Kleines Wiesental Kein Volksfest im Oktober

Kein ländliches Volksfest rund um Tierhaltung, Landwirtschaft und deren Bedeutung im Kleinen Wiesental: Der Wieser Weideviehmarkt wurde Corona-bedingt abgesagt. Foto: Ralph Lacher

Kleines Wiesental-Wies - Der traditionelle Weideviehmarkt in Wies ist seit 30 Jahren ein Volksfest rund um die Tierhaltung im Kleinen Wiesental und damit auch ein Anlass, der die Bedeutung der Landwirtschaft in diesem Teil des Kreis Lörrach verdeutlicht.

Immer am zweiten Samstag im Oktober zieht der Event mit der Weideviehgemeinschaft als Veranstalter viele Menschen aus dem gesamten Kreis Lörrach und darüber hinaus an. In diesem Jahr allerdings wird der Publikumsmagnet, eigentlich für den 10. Oktober geplant, nicht stattfinden: Nach einer Mitgliederversammlung hat Heiner Brunner, der Vorsitzende der Wiedeviehgemeinschaft, die Veranstaltung jetzt abgesagt.

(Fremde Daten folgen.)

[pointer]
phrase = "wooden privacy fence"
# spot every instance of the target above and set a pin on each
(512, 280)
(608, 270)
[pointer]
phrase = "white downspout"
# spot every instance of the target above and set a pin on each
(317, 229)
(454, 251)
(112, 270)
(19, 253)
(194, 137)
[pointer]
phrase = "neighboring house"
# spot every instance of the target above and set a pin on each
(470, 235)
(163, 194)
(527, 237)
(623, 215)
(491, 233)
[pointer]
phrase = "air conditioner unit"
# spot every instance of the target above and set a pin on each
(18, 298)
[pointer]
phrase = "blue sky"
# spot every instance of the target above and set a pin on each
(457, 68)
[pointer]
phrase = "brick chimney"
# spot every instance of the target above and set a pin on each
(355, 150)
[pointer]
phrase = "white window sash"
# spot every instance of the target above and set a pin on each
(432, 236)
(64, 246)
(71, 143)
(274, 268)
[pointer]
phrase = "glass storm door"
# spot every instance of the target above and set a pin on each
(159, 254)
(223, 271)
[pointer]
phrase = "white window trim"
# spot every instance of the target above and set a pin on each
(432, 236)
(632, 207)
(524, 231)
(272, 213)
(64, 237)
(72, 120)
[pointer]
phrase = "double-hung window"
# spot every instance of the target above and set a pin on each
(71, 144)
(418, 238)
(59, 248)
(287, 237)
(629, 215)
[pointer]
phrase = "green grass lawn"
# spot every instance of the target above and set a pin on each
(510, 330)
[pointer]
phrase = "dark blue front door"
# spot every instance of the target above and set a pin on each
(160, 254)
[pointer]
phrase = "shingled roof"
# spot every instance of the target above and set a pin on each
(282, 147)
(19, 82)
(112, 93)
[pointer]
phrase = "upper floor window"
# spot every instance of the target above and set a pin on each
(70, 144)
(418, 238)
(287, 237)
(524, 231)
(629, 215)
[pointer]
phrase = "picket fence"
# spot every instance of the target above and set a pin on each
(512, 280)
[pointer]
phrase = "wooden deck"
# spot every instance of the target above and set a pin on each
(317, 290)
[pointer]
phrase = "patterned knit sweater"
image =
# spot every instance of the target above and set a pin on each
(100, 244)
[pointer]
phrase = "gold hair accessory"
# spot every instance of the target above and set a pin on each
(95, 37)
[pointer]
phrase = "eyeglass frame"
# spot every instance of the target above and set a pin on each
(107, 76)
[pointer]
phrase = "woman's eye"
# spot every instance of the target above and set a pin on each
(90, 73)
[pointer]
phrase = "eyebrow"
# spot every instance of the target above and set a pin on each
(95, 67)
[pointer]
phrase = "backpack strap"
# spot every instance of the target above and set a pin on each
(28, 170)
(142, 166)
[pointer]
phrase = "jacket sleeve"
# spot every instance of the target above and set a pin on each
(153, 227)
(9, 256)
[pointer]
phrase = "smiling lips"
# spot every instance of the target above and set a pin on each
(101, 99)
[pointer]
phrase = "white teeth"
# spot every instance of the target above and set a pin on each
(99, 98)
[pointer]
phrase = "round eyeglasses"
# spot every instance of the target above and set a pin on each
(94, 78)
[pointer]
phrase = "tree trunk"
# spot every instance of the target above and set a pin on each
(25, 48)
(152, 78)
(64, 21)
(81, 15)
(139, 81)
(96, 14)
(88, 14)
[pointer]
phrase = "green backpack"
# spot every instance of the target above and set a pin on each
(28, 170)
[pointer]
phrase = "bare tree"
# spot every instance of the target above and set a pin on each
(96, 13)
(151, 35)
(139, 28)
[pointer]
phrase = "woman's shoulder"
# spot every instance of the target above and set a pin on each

„Wir können vor allem im Weideschuppen, wo immer die Bewirtung stattfand und wo es Vorführungen landwirtschaftlicher und handwerklicher Tätigkeiten von anno dazumal gab, die aktuell geltenden Hygiene-und Abstandsregeln nicht gewährleisten“, erklärt Brunner. Da viele der Helfer der Wiedeviehgemeinschaft und der sie unterstützenden Vereine und Gemeinschaften ebenso wie viele der Besucher zur „Corona-Risikogruppe“ Ü60 gehören, habe man aus Verantwortung für die Gemeinschaft nicht anders handeln können, sagt Brunner.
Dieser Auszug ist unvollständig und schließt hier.